You probably have similar habits, where your day is organized to get through the things that keep you out of your chair as fast as you can. Just as an example, the goal for me, working at home this morning, was to roll out of bed, get a cup of tea and breakfast, quickly tidy my morning mess and get into my chair as fast as possible, with the goal of remaining there all day.

But what if academic sitting is like meditation sitting: what if we thought of it as a kind of physical as well as mental trial, one that needed us to prepare in a more thoroughgoing way?

Quick question: what parts of you are uncomfortable right now? Neck at a funny angle? Weird deep sorta-cramp in one thigh? Ankle tucked under you funny? Contact lenses feeling a bit dried out and strainy? All of these little distortions and discomforts pile up, I think.
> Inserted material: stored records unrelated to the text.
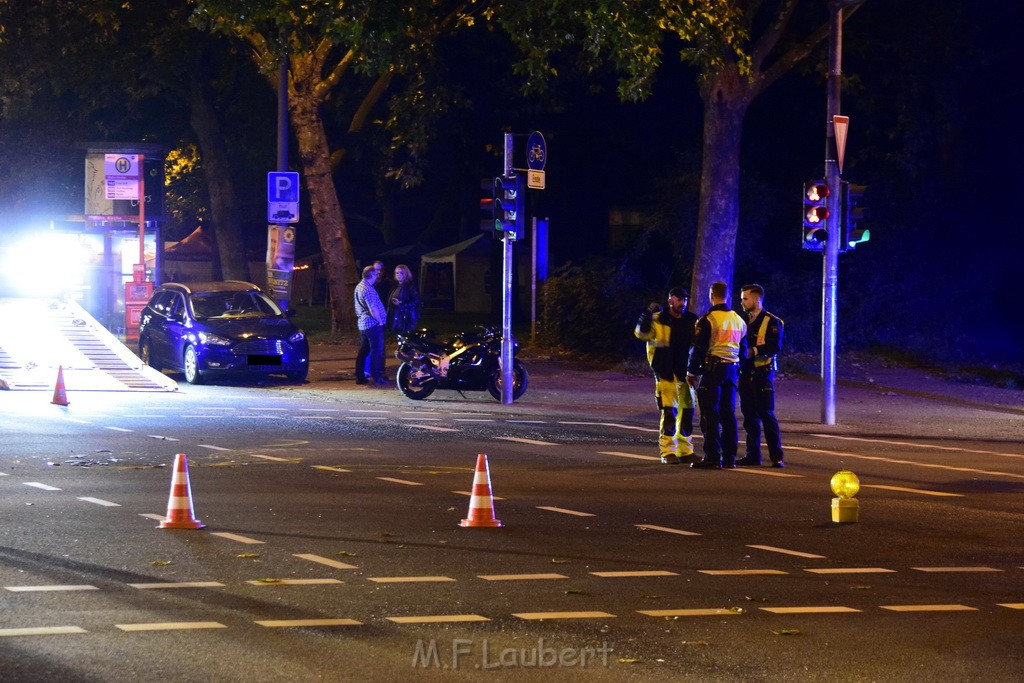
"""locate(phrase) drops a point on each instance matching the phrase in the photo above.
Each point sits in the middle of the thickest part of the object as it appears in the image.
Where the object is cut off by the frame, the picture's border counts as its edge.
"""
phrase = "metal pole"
(830, 252)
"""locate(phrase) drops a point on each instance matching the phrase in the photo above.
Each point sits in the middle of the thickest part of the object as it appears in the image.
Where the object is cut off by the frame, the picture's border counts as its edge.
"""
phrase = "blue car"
(220, 329)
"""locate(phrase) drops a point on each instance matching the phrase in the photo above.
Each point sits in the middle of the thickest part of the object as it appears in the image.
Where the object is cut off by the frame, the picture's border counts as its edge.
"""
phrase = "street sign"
(283, 197)
(537, 152)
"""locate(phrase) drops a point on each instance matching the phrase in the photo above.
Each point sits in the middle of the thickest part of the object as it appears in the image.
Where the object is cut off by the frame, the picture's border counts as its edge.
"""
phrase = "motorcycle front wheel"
(415, 384)
(519, 381)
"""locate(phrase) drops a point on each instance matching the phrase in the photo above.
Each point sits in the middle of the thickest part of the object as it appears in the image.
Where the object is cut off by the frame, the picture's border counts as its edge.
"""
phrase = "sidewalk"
(871, 399)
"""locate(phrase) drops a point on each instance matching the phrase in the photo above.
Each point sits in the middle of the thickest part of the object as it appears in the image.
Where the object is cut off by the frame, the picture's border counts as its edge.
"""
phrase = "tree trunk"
(328, 217)
(226, 225)
(726, 99)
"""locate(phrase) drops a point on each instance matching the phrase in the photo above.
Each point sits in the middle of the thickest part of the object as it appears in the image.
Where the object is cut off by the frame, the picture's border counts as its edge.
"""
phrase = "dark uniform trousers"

They pick at the edges of our focus, our energy, our health. But I’ll bet you have no intention of getting up, taking a little walk around, doing some stretches: frivolous, inefficient, distracting. We let ourselves be reduced to brains on sticks, which seems efficient, but is a lie.

Feminist theory and feminist praxis have long interrogated the distinction of the life of the mind from the more material mundanities of embodied life. Standpoint epistemology or feminist materialism or intersectional theory remind us that ideas are attached to viewpoints that are constructed by our embodiments and our relations. But what if in a more immediate sense, the life of the mind–all that sitting!–is un-divorce-able from our embodied selves. Maybe it’s a new kind of feminist praxis not just to write about the materialities of ideas, to insist on textually embodying ourselves in our work, but also to allow ourselves the space to experience the life of the mind and its work itself as embodied. What if we allowed ourselves to get ready to sit–what if we considered the morning walk to the coffee shop, trudging through the slush and half-blinded by the diffuse daylight bouncing off all the snow, our rapid breathing, as an essential part of the work the life of the mind? We would start to insist on windows, maybe, or interrupt our own 3 hour seminars to get students to look out those windows at the farthest point they can see, while twinkling their fingers. We would stand up when we became aware–because we allow ourselves this awareness, as a gift rather than as a distraction–that our brains were fogging up and our ankles were getting crunchy, even if we just had 50 more words to write. Maybe.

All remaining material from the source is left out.